X
Tech

New microchip uses 30 times less power

Scientists at Rice University have created a microchip that uses 30 times less electricity while running seven times faster than today's best technology.The U.
Written by Andrew Nusca, Contributor

Scientists at Rice University have created a microchip that uses 30 times less electricity while running seven times faster than today's best technology.

The U.S.-Singapore team developing the technology, named PCMOS, revealed results at the International Solid-State Circuits Conference (ISSCC), the world's premier forum for engineers working at the cutting edge of integrated-circuit design.

Conceived by Rice University professor Krishna Palem, PCMOS piggybacks on the "complementary metal-oxide semiconductor" technology, or CMOS, that chipmakers already use. This means chipmakers won't have to buy new equipment to support PCMOS, or "probabilistic" CMOS. Although PCMOS runs on standard silicon, it breaks with computing's past by abandoning the Boolean logic that has (thus far) been used in all digital computers. PCMOS instead uses probabilistic logic, a new form of logic developed by Palem and his doctoral student, Lakshmi Chakrapani.

"A significant achievement here is the validation of Rice's probabilistic analogue to Boolean logic using PCMOS," said Shekhar Borkar, an Intel Fellow and director of Intel's Microprocessor Technology Lab. "Coupled with the significant energy and speed advantages that PCMOS offers, this logic will prove extremely important because basic physics dictates that future transistor-based logic will need probabilistic methods."

According to the researchers, silicon transistors become increasingly 'noisy' as they get smaller, but engineers have historically dealt with this by boosting the operating voltage to overpower the noise and ensure accurate calculations. Chips with more and smaller transistors are consequently more power-hungry, they said.

"PCMOS is fundamentally different," Palem said. "We lower the voltage dramatically and deal with the resulting computational errors by embracing the errors and uncertainties through probabilistic logic."

PCMOS was jointly validated by Rice and Nanyang Technological University in Singapore via a joint institute that Palem founded in 2007, the Institute for Sustainable Nanoelectronics.

(from "The Explicit Use of Probability in CMOS Designs and the ITRS Roadmap: From Ultra-low Energy Computing to a Probabilistic Era of Moore's Law for CMOS," Sept. 2005)

The prototypes were application-specific integrated circuits that were designed solely for encryption. Unlike the general-purpose microprocessors that power PCs and laptops, ASICs are designed for a specific purpose, and they are "embedded" by the millions each year in a growing constellation of products like automobiles, cell phones, MRI scanners and electronic toys.

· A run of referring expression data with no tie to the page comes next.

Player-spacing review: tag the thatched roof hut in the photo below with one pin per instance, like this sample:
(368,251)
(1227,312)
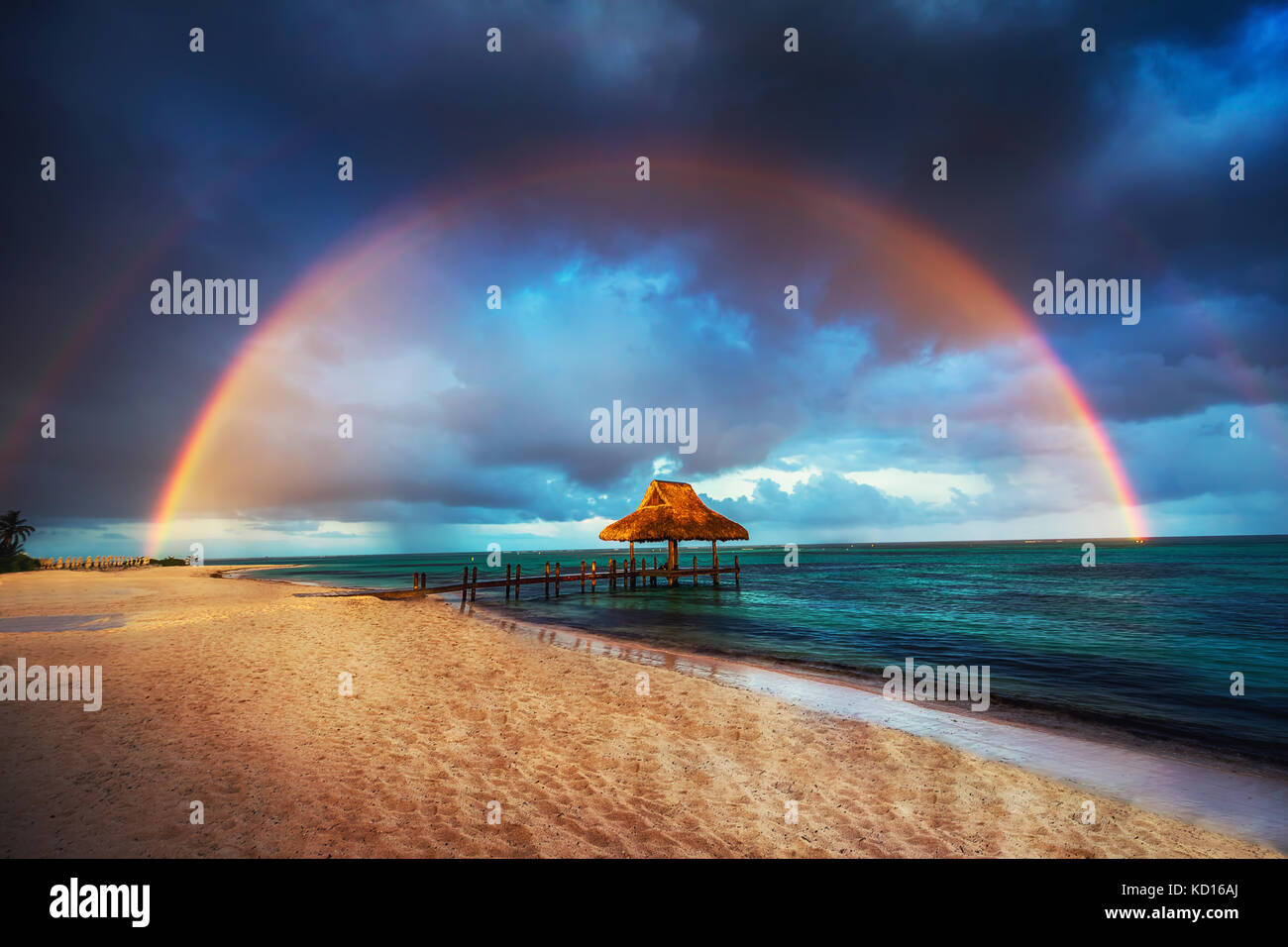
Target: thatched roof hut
(671,512)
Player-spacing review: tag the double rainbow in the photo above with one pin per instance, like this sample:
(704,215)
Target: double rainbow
(921,254)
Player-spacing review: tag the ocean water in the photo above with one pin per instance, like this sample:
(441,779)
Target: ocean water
(1145,642)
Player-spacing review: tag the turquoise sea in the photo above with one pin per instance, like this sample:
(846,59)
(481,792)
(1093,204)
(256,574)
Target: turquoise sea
(1145,642)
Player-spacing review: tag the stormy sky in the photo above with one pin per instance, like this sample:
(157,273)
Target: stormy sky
(516,169)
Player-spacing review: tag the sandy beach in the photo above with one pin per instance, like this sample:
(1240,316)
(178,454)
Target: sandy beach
(227,690)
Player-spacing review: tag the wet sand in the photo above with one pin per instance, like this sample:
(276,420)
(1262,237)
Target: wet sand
(227,692)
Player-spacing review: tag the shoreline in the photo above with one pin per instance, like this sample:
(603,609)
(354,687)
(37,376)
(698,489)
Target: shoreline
(1211,792)
(226,692)
(1163,776)
(1004,710)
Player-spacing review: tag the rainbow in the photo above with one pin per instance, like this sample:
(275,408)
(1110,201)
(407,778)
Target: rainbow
(918,252)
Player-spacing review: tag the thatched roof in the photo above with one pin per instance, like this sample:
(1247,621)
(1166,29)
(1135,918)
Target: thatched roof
(671,510)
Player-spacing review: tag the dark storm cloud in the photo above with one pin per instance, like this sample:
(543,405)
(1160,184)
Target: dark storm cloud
(223,163)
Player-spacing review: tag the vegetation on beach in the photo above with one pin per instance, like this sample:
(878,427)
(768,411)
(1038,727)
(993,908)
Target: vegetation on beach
(13,532)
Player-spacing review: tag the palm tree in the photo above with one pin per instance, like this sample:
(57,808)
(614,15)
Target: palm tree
(13,532)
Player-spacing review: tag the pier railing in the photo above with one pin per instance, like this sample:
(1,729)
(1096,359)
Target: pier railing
(629,577)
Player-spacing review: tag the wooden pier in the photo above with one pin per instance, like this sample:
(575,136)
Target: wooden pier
(629,575)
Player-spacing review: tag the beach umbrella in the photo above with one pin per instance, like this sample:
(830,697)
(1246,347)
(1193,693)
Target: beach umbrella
(671,512)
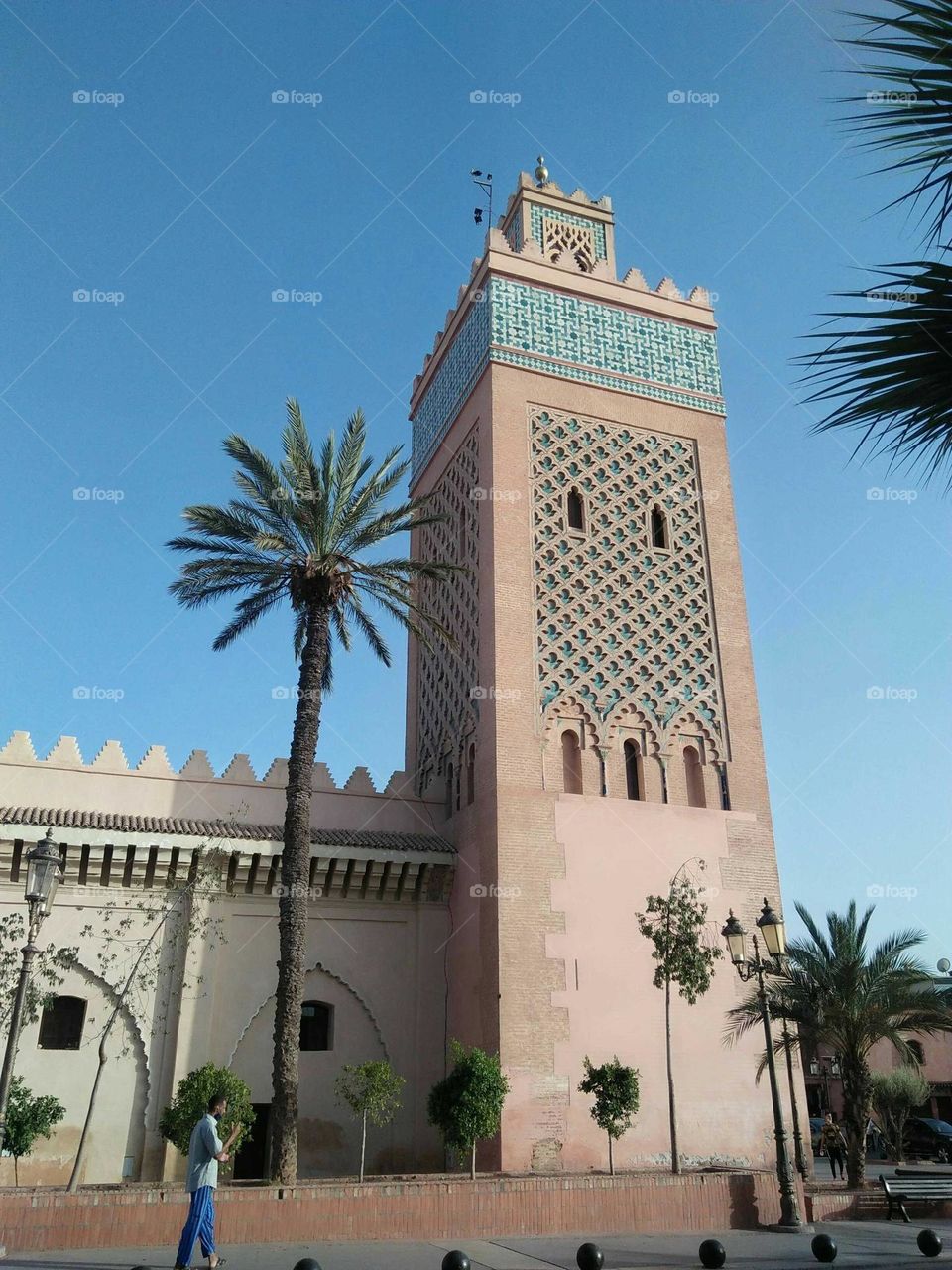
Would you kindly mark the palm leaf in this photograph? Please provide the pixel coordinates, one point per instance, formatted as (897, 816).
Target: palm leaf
(888, 371)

The Rice-NTU team plans to follow its proof-of-concept work on encryption with proof-of-concept tests on microchips for cell phones, graphics cards and medical implants.

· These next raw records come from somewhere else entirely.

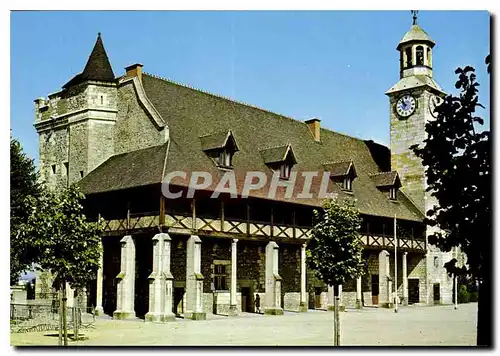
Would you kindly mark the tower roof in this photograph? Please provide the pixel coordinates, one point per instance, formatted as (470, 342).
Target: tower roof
(415, 33)
(97, 67)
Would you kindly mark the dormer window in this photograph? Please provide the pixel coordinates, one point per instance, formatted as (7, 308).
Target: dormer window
(393, 191)
(342, 172)
(280, 159)
(285, 170)
(221, 147)
(225, 158)
(387, 182)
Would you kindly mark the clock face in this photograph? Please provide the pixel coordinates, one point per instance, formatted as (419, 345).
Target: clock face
(406, 105)
(434, 102)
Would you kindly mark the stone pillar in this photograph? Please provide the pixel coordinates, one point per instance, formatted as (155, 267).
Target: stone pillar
(126, 281)
(359, 302)
(303, 290)
(160, 282)
(70, 296)
(383, 278)
(98, 300)
(273, 281)
(194, 280)
(330, 299)
(405, 279)
(233, 304)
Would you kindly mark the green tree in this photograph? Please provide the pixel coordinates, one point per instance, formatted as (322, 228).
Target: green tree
(456, 156)
(335, 249)
(68, 244)
(23, 183)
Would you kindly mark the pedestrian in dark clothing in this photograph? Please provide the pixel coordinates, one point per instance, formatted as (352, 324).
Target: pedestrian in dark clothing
(257, 304)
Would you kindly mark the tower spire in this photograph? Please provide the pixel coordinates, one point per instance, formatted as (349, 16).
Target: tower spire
(414, 12)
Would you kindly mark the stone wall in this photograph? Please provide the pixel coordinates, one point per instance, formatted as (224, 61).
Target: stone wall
(134, 128)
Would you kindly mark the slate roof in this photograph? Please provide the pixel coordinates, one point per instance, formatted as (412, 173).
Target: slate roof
(277, 154)
(415, 33)
(193, 114)
(97, 68)
(386, 179)
(339, 169)
(128, 170)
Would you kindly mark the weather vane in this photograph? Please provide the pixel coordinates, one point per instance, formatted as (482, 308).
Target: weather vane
(414, 12)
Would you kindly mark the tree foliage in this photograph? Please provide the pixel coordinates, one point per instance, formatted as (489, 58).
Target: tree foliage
(23, 183)
(458, 166)
(69, 245)
(335, 249)
(457, 160)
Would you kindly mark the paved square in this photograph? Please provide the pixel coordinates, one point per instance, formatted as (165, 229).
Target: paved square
(422, 325)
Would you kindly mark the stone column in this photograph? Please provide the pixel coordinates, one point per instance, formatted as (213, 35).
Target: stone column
(303, 290)
(98, 304)
(160, 282)
(383, 278)
(359, 302)
(70, 296)
(330, 299)
(405, 279)
(233, 304)
(273, 281)
(194, 280)
(126, 281)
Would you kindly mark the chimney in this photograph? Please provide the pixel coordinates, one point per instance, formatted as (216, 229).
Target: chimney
(314, 127)
(134, 70)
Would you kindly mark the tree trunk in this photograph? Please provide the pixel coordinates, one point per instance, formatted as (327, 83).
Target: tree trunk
(336, 329)
(64, 313)
(484, 314)
(60, 296)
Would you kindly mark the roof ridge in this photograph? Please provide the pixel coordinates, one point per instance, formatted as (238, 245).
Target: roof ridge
(272, 147)
(216, 132)
(246, 104)
(221, 96)
(379, 173)
(334, 162)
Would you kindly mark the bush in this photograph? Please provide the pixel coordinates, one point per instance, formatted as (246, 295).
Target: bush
(463, 294)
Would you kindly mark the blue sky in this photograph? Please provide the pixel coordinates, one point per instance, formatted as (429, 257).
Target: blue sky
(334, 65)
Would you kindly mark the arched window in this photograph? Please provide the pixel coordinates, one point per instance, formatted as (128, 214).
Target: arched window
(420, 55)
(408, 57)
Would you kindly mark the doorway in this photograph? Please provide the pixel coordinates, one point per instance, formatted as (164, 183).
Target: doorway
(437, 293)
(317, 298)
(178, 307)
(247, 300)
(375, 289)
(413, 291)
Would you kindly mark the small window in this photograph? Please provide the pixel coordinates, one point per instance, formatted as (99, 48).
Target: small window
(393, 193)
(225, 158)
(409, 62)
(285, 170)
(347, 183)
(420, 55)
(220, 277)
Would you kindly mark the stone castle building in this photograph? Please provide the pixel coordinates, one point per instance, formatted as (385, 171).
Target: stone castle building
(118, 137)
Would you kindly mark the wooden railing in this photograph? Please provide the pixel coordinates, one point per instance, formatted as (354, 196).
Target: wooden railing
(184, 224)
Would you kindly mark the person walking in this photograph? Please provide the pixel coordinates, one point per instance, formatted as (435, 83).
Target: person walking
(257, 304)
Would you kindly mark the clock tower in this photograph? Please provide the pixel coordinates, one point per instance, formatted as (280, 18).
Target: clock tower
(412, 101)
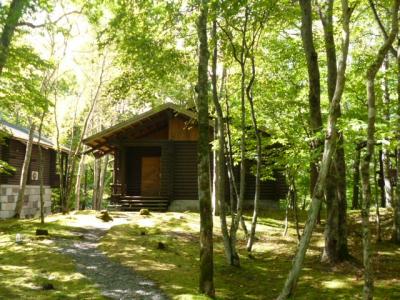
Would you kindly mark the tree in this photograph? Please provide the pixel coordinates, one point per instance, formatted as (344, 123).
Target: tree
(366, 160)
(206, 284)
(15, 12)
(24, 172)
(329, 149)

Palem said PCMOS is ideally suited for encryption, a process that relies on generating random numbers. It's equally well-suited for graphics, the scientists say, for different reasons:

In a streaming video application on a cell phone, for example, it is unnecessary to conduct precise calculations. The small screen, combined with the human brain's ability to process less-than-perfect pictures, results in a case where the picture looks just as good with a calculation that's only approximately correct.

If PCMOS can slash energy use for embedded ASICs in key devices, the implications are enormous. For consumers, it could mean the difference between charging a cell phone every few weeks instead of every few days. Globally, that mean a smaller carbon footprint for the IT industry.

Palem said he hopes PCMOS technology will enter the embedded computing market in as little as four years. Palem's PCMOS research was funded by the Defense Advanced Research Projects Agency and Intel Corp.